Share Your Performance Tips

evtimmy · April 13, 2021, 11:09pm

I wanted to create a topic where the community could share their tips on getting better Parse Server performance. Perhaps posts could include type of infrastructure, workloads and tips for improving performance? Here I’ll share some of our experience:

Infrastructure

configuration: AKS with our own custom helm chart, official docker parse-server images:
** dev/stage/prod namespaces
*** app server - multiple parse-server instances to handle client requests
*** job server - a dedicated parse-server where we run our jobs
*** redis-cache
*** dashboard
Database: MongoDB Atlas 4.4, tens of millions of objects < 1kb, 1-20k objects per user; our indexes don’t fit memory but we still get great performance
Usage Patterns: cyclical with pronounced daily/weekly patterns
Request types: heavy cloud code with multiple queries per request; custom search queries and indexing in cloud code and MongoDB
Push-notifications: silent as well as scheduled (with daily peaks); custom schedule and dispatch queue in cloud code

Performance Tips:

Load balancing
** Using a redis-cache instance is a must for horizontal scaling.
** We route requests from app server instances back to the load-balancer - our heavy cloud code that issues multiple concurrent queries gets properly balanced.
** Using a dedicated parse-server instance as our job server made it easy to monitor/troubleshoot jobs and eliminated job resource usage spikes from affecting the client-serving parse-server instances.
Push notifications
** Switch from certificate based to API key authenticated notifications - we saw more consistent memeory usage; this also eliminated need for us to manually renew expiring certificates.
Traffic
** We enabled brotli with gzip fallback on the ingress controller - big savings for our workloads, especially when clients load batches of objects.
** We enabled zlib and snappy compression for the mongodb driver (in the database uri string) with good results.
** We profiled batch size (query limit) and saw 11% traffic decrease as well as faster loads when we went from 100 to 250 limit on the batch load queries.
Database
** Don’t use query skip/limit for paging! MongoDB can’t efficiently use skip - all the skipped keys/documents will be loaded and examined. We page on updatedAt and objectId (with proper indexes created to support that).
** Use query.select() to load only needed fields. When appropariate, create an index so that the query is covered in MongoDB and no documents get loaded.
** We favor locality in indexes to reduce paging (and memory pressure) - a lot of the objects we query have natural grouping by user account and creating compound indexes with the acccount as a prefix key increases locality (less of the index needs to be resident in memory for the query to scan); it will allow us to easily do sharding on the account key in the future.
** We don’t index on _rperm as it is an array field, takes lots of space and most of the time it’s faster for the query planner to just fetch the document and filter. Disclaimer: we create unique role per user account (shared by multiple users) and most workloads either query ‘public’ or ‘account role’ where other keys on the query makes the permissions almost always guaranteed to match (keys examined and docs returned for us is almost always 1:1).
** Be careful with query.include() - this triggers a subsequent query on the objectId field (hits the _id index). In WiredTiger _id index is huge for huge collections and queries on it may cause more paging due to its distribution (depending on your workload, ours queries hit both old and new objects). For our workload where we load both old and new objects (as opposed to mostly newish objects), we get better performance when we create a separate query, constrain on the user account (natural grouping for locality) and force the query to execute on the compound index.
Client caching
** Super important - our apps are optimized to extensively use the cache and fetch only what is needed. General strategy is have version and changelog; load state from cache and compare with version from server; fetch and apply only changes during client session.

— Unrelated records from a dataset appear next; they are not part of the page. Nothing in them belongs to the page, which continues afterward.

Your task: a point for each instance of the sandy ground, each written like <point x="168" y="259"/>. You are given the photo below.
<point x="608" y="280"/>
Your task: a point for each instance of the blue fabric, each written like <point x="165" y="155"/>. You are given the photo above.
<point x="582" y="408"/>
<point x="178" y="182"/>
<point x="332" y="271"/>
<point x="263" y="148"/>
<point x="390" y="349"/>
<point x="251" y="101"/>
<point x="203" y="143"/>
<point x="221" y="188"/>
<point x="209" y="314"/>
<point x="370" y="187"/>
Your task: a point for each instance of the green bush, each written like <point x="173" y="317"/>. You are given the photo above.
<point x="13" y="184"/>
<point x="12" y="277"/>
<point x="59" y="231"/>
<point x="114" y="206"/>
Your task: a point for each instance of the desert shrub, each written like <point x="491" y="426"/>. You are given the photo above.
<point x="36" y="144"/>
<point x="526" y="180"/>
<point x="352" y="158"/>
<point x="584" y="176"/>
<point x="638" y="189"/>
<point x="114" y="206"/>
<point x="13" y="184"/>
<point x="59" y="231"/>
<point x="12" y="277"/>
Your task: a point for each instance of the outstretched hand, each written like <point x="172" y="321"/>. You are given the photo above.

Some performance wishlists/questions:

It would be nice to be able to add additional conditions to be applied on the query.include() resulting query (as well as hints for index use). One apparent use-case would be sharding - if the collection (that objects are included from) is sharded, we’d need to specify the shard key as condition on the query to make that efficient.
Does the current mongodb driver in parse-server support zstandard compression setting?

Manuel · April 14, 2021, 12:28am

This is one of the most complete lists of common Parse Server / MongoDB optimizations I have seen so far. I would say a must-read for beginning developers. Well composed, hats off!

One thing I may add:

Use short class and field names, they contribute to data traffic costs.

If the working set does not fit into RAM, upgrading MongoDB is usually required due to how MongoDB works internally. It may seem to run fine for some time, but one needs to have a trained eye for MongoDB metrics to recognize early signs that it’s about to crash. MongoDB doesn’t allow much leeway between running optimally and going under, unlike other DMSs that demonstrate a slow, steady performance degradation.

A word of caution: load balancer traffic is usually a distinct cost factor for Cloud Service providers. When routing requests from a server instance not to itself but back to the load balancer for distribution, keep an eye on the costs, this can be significantly more expensive. The alternative to redistribution would be adapting the load balancer algorithm to something else than round-robin.

Parse Server uses the latest MongoDB Nodejs driver version 3.6.6 and according to the docs it does not support zstd compression. It is possible that version 4.0.0 which is currently in beta will support it.

A big +1 for extending sharding support in Parse Server. Please feel free to open a new topic here or new issue on GitHub to lay out how which obstacles / scenario you discovered and how Parse Server can improve in that regard.

evtimmy · April 15, 2021, 7:08am

Thank you @Manuel, I’ll file feature request for the additional sharding support once we finish our preliminary testing.

Yes, great point about costs and load balancers, something to watch out for for sure! We actually route the request to internal-only load-balancer that sits in front of the app-servers, so that traffic stays internal to the cluster and does not go to the load balancer that handles the request to/from the cluster ip.

As a side-note we currently have setup the compression at the ingress controller level, so the internal sub-requests that go between the parse-server instances do not actually use compression. An alternative would be to enable compression on each parse-server instance, but we haven’t looked into what kind of saving that would bring (is it worth it for our workloads?) or even how to configure… perhaps using npm compress-brotli would be one way to go…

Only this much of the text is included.